On 16 January, the day after the webinar, OpenAI made an official announcement about its advertising intentions. In the coming weeks, the company will test advertising in the US on its free product and on a low-cost subscription tier, ChatGPT Go, which is launching in the US for $8 per month with expanded features (messaging, image generation, file uploads and memory) and is already available in 171 countries. This will be for logged-in adults on the Free and Go tiers. The Pro, Business and Enterprise solutions will remain ad-free.

OpenAI says it will follow clear principles: ads will not influence answers, will be clearly separated and labelled, and user conversations and data will not be sold to advertisers. Users will have control, including the ability to turn off personalisation and clear ad-related data.

Ads will initially appear at the bottom of answers when relevant to the conversation, with options to see why an ad is shown or to dismiss it.

During testing, ads will not appear near sensitive or regulated topics such as health, mental health or politics.

Business adoption: ‘Unlock economic value’ and the OpenAI Academy for news

Shetty described OpenAI’s second major priority as “unlocking economic value for business,” referencing improvements in agents and deployment inside organisations to “amplify their impact”.

For news organisations specifically, he split the work into two buckets:

  • Consumer product work (how information flows through ChatGPT), and
  • Business adoption (how publishers implement ChatGPT Enterprise and the API).
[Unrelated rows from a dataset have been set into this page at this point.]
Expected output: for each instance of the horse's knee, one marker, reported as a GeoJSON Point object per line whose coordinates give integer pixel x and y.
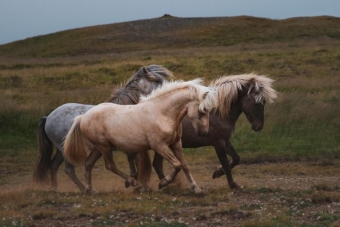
{"type": "Point", "coordinates": [178, 166]}
{"type": "Point", "coordinates": [235, 161]}
{"type": "Point", "coordinates": [68, 171]}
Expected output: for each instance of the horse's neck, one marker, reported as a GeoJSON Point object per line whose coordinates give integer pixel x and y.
{"type": "Point", "coordinates": [174, 104]}
{"type": "Point", "coordinates": [235, 111]}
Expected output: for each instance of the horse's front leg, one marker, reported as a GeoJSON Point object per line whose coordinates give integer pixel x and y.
{"type": "Point", "coordinates": [221, 154]}
{"type": "Point", "coordinates": [54, 166]}
{"type": "Point", "coordinates": [90, 160]}
{"type": "Point", "coordinates": [157, 164]}
{"type": "Point", "coordinates": [110, 165]}
{"type": "Point", "coordinates": [178, 152]}
{"type": "Point", "coordinates": [235, 160]}
{"type": "Point", "coordinates": [164, 151]}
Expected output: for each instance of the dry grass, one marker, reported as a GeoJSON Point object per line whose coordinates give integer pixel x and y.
{"type": "Point", "coordinates": [290, 169]}
{"type": "Point", "coordinates": [282, 194]}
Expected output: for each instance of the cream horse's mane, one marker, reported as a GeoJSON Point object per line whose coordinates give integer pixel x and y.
{"type": "Point", "coordinates": [206, 95]}
{"type": "Point", "coordinates": [228, 86]}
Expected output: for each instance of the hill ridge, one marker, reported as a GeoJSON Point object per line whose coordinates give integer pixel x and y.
{"type": "Point", "coordinates": [169, 32]}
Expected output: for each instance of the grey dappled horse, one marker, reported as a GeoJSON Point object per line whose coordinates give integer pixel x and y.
{"type": "Point", "coordinates": [154, 123]}
{"type": "Point", "coordinates": [54, 128]}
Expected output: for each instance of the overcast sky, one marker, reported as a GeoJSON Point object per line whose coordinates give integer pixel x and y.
{"type": "Point", "coordinates": [21, 19]}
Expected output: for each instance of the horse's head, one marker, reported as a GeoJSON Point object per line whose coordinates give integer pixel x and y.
{"type": "Point", "coordinates": [253, 100]}
{"type": "Point", "coordinates": [198, 110]}
{"type": "Point", "coordinates": [245, 93]}
{"type": "Point", "coordinates": [151, 77]}
{"type": "Point", "coordinates": [143, 82]}
{"type": "Point", "coordinates": [253, 107]}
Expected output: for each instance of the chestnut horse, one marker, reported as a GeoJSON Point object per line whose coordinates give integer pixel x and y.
{"type": "Point", "coordinates": [154, 123]}
{"type": "Point", "coordinates": [53, 128]}
{"type": "Point", "coordinates": [245, 93]}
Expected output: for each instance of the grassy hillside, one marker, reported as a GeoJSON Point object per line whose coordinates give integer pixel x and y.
{"type": "Point", "coordinates": [83, 65]}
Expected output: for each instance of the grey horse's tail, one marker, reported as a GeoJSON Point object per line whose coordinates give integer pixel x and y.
{"type": "Point", "coordinates": [41, 172]}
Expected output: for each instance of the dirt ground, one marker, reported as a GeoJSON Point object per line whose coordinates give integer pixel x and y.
{"type": "Point", "coordinates": [274, 194]}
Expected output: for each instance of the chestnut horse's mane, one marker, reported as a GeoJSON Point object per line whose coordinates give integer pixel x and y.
{"type": "Point", "coordinates": [228, 87]}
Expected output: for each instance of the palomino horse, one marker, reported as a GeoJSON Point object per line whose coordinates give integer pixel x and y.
{"type": "Point", "coordinates": [154, 123]}
{"type": "Point", "coordinates": [54, 127]}
{"type": "Point", "coordinates": [236, 94]}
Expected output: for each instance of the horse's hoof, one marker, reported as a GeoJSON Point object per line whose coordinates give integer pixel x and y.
{"type": "Point", "coordinates": [217, 174]}
{"type": "Point", "coordinates": [235, 186]}
{"type": "Point", "coordinates": [198, 190]}
{"type": "Point", "coordinates": [162, 184]}
{"type": "Point", "coordinates": [89, 192]}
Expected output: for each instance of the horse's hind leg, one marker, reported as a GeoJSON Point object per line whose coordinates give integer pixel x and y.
{"type": "Point", "coordinates": [55, 164]}
{"type": "Point", "coordinates": [158, 165]}
{"type": "Point", "coordinates": [178, 152]}
{"type": "Point", "coordinates": [168, 154]}
{"type": "Point", "coordinates": [232, 152]}
{"type": "Point", "coordinates": [110, 165]}
{"type": "Point", "coordinates": [69, 170]}
{"type": "Point", "coordinates": [221, 154]}
{"type": "Point", "coordinates": [133, 164]}
{"type": "Point", "coordinates": [235, 160]}
{"type": "Point", "coordinates": [90, 160]}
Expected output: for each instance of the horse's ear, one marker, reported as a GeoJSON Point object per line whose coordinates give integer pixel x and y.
{"type": "Point", "coordinates": [145, 70]}
{"type": "Point", "coordinates": [205, 94]}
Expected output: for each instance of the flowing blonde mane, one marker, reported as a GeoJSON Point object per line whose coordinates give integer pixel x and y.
{"type": "Point", "coordinates": [207, 100]}
{"type": "Point", "coordinates": [228, 87]}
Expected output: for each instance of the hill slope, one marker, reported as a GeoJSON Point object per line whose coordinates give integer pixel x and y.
{"type": "Point", "coordinates": [171, 33]}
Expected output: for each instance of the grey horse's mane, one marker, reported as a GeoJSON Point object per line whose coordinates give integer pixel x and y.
{"type": "Point", "coordinates": [129, 94]}
{"type": "Point", "coordinates": [228, 87]}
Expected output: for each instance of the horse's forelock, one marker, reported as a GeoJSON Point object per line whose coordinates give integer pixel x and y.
{"type": "Point", "coordinates": [228, 87]}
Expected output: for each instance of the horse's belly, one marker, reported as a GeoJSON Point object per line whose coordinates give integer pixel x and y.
{"type": "Point", "coordinates": [130, 144]}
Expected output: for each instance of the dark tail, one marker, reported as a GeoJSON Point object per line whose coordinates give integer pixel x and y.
{"type": "Point", "coordinates": [41, 172]}
{"type": "Point", "coordinates": [144, 167]}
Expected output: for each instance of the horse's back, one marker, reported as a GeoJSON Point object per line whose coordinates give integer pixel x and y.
{"type": "Point", "coordinates": [219, 130]}
{"type": "Point", "coordinates": [118, 125]}
{"type": "Point", "coordinates": [60, 120]}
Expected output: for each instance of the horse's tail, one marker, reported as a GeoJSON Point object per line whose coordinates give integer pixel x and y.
{"type": "Point", "coordinates": [41, 172]}
{"type": "Point", "coordinates": [75, 144]}
{"type": "Point", "coordinates": [144, 167]}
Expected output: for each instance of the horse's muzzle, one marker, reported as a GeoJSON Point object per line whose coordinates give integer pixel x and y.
{"type": "Point", "coordinates": [202, 133]}
{"type": "Point", "coordinates": [257, 128]}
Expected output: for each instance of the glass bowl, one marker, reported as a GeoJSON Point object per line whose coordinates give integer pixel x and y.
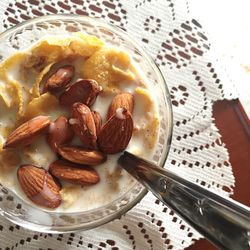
{"type": "Point", "coordinates": [21, 37]}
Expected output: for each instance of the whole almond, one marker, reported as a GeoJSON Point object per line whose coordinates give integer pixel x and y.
{"type": "Point", "coordinates": [82, 155]}
{"type": "Point", "coordinates": [122, 100]}
{"type": "Point", "coordinates": [116, 132]}
{"type": "Point", "coordinates": [84, 91]}
{"type": "Point", "coordinates": [60, 79]}
{"type": "Point", "coordinates": [27, 132]}
{"type": "Point", "coordinates": [98, 121]}
{"type": "Point", "coordinates": [39, 186]}
{"type": "Point", "coordinates": [83, 124]}
{"type": "Point", "coordinates": [60, 132]}
{"type": "Point", "coordinates": [74, 173]}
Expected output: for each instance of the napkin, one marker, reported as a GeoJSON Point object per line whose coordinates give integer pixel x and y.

He referenced the “OpenAI Academy for news,” launched “at the end of the year,” intended to highlight use cases – an “index and a recipe book” – so that a news organisation can find examples of GPTs or integrations (fundraising, CMS, etc.) and learn from peers.

Local, independent, and diversity: personalisation as the mechanism

On local news visibility, Shetty said OpenAI is still learning what “local” means in ChatGPT Search behaviour (some queries are navigational, like finding a bakery), and he wants “more work to understand local news and the overall prevalence.”

On the risk that only big news brands get surfaced, Shetty tied diversity to the assistant mission: If the product serves the same publishers to everyone, “that’s probably not a very personalised super assistant,” so personalisation should “push us towards showing a diverse set of publishers… not just large ones, but also the more niche or specific ones.”

What’s coming to the interface: More visual, more multimedia

Shetty acknowledged a UX limitation: “especially search, it can feel like a wall of text coming at you,” and OpenAI will want to make it “more dynamic” with “more visuals” and move towards “a more multimedia experience” in search.

He didn’t commit to an implementation for video specifically – “I don’t yet know the implementation for how video will be involved” – but suggested this direction could “open up additional opportunities … for news publishers.”

‘Not a newsroom, but a pathway to trusted sources’

A final question raised a broader concern: the media’s role in public discourse.

Shetty responded by distinguishing OpenAI from a media company: “We are not a media company. We are not a newsroom.”

Instead, he framed OpenAI’s role as helping people get answers while connecting them with “sources and journalism that’s high quality and trusted,” enabling users to “deepen their understanding on specific topics.”